Note: This question is a duplicate of Avoid creating backscatter on a Postfix forwarding server, for which the only answer was "sorry, nothing you can do", but I provide more detail here, consider more options, and would also like to know if newer standards / protocols have improved the situation in the past 5 years. Feel free to close if that is not a good enough reason to repost.
I am running a mail server that handles some forwarding and is getting occasionally blacklisted. From the logs, the scenario responsible for this appears to be as follows:
- Spammer sends email from spoofed address to forwarded address handled by the mail server.
- Spamassassin on mail server fails to detect incoming message as spam.
- Mail server accepts message for processing and queues it to be forwarded.
- Mail server attempts to forward message to destination address on external server.
- Receiving mail server correctly identifies incoming message as spam and immediately rejects it. Note: This is not the step that gets the mail server blacklisted.
- Mail server queues rejected message for NDR to the spoofed sending address.
- Mail server attempts to send the NDR to the spoofed sending address. This is the step that gets the mail server blacklisted.
This scenario only occurs when spam detection on the mail server is inferior to the external receiving server, so it happens very infrequently, but a single misdirected bounceback can blacklist the server on some systems for over a month, so it is still very annoying.
Options I have considered:
- Don't forward: Customers won't accept this option.
- Upgrade spam detection: Spam detection on my little server will never match that of giants such as Gmail, so there will always be occasional differences.
- Don't send bouncebacks: The RBLs that occasionally list the server recommend no NDRs to external addresses. I really don't like this option as legitimate (non-spam) bouncebacks are a very important service to senders, recipients, and administrators trying to debug undelivered mail.

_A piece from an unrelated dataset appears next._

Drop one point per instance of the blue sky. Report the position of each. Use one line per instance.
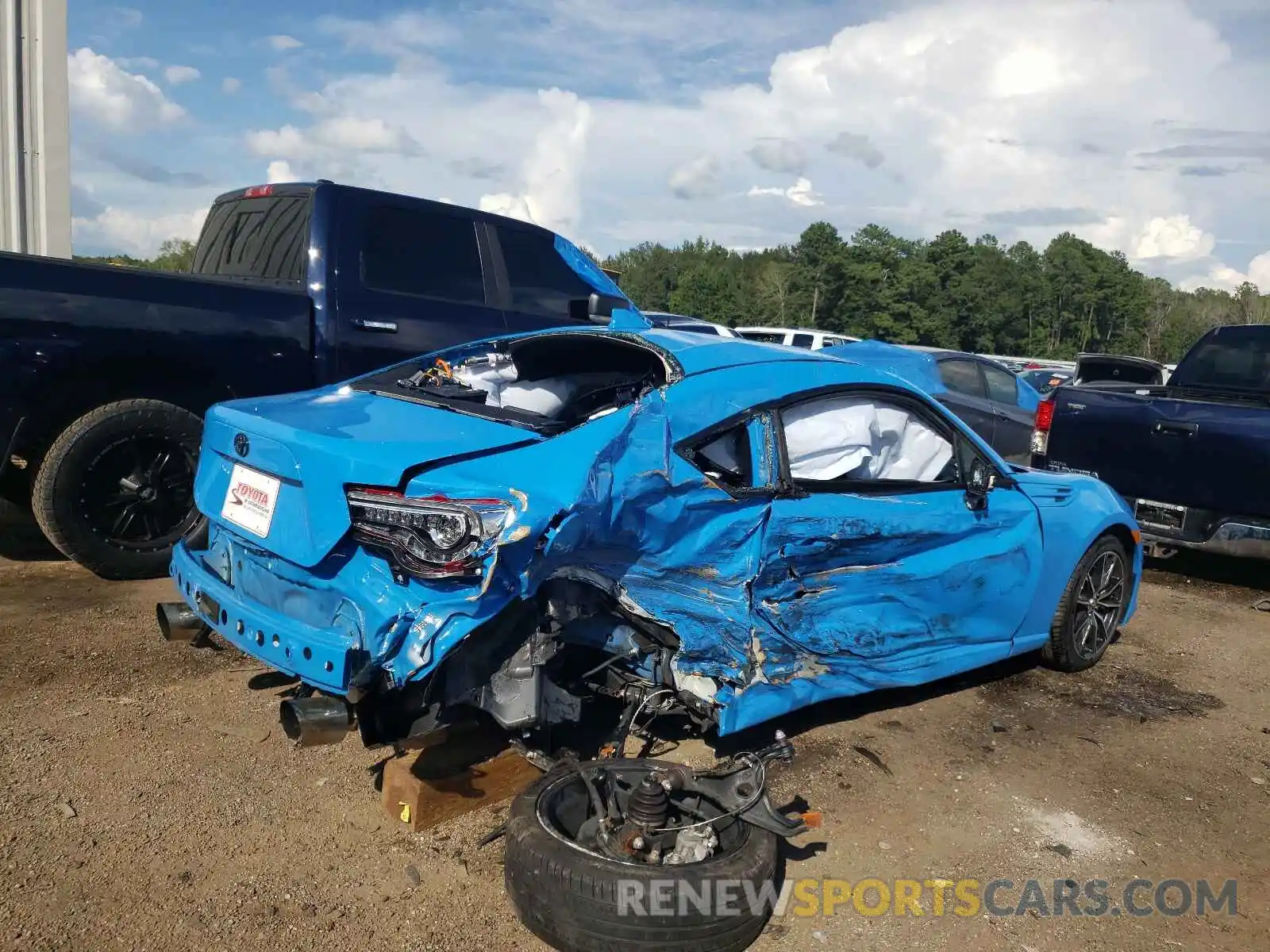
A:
(1137, 124)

- A milter solution: I looked into a milter solution where the mail server might attempt to forward the message to the external server before accepting the message for delivery. This solution would be ideal, but alas, I have not found a working implementation of this, and saw several indications that it is not practical to do.

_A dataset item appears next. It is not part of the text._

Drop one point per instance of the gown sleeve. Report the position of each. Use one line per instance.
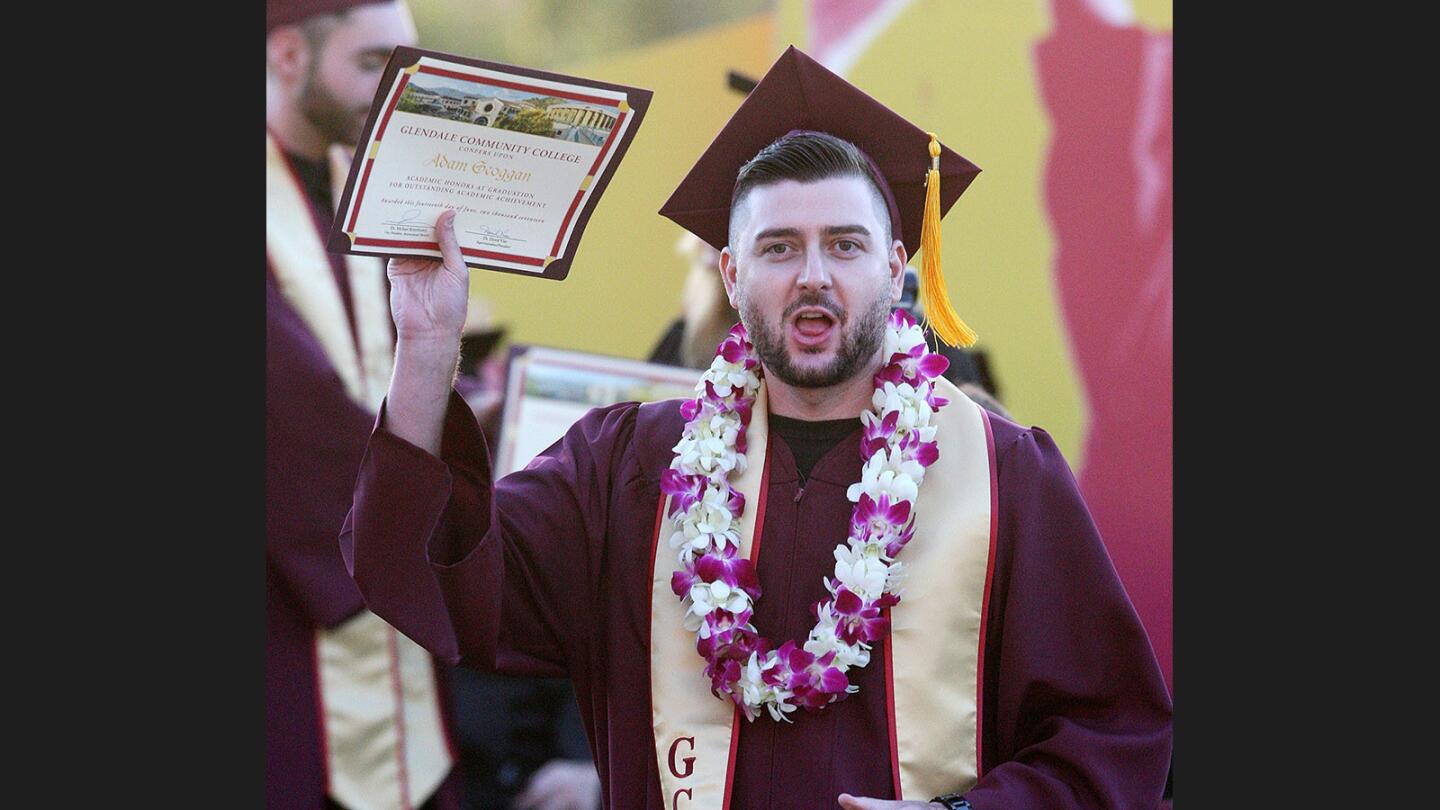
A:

- Detect rejection type: If the receiving mail servers used a standard coding system to indicate mail rejected as spam, then it would be possible to avoid sending NDRs in those cases. This may be practical to implement for some of the large mail services such as Gmail, and would probably eliminate most of the (already rare) events, though I find that even a single server may use several different codes to indicate spam.
The mail server is Postfix. Would love to hear any additional suggestions I haven't considered re how other administrators handle this.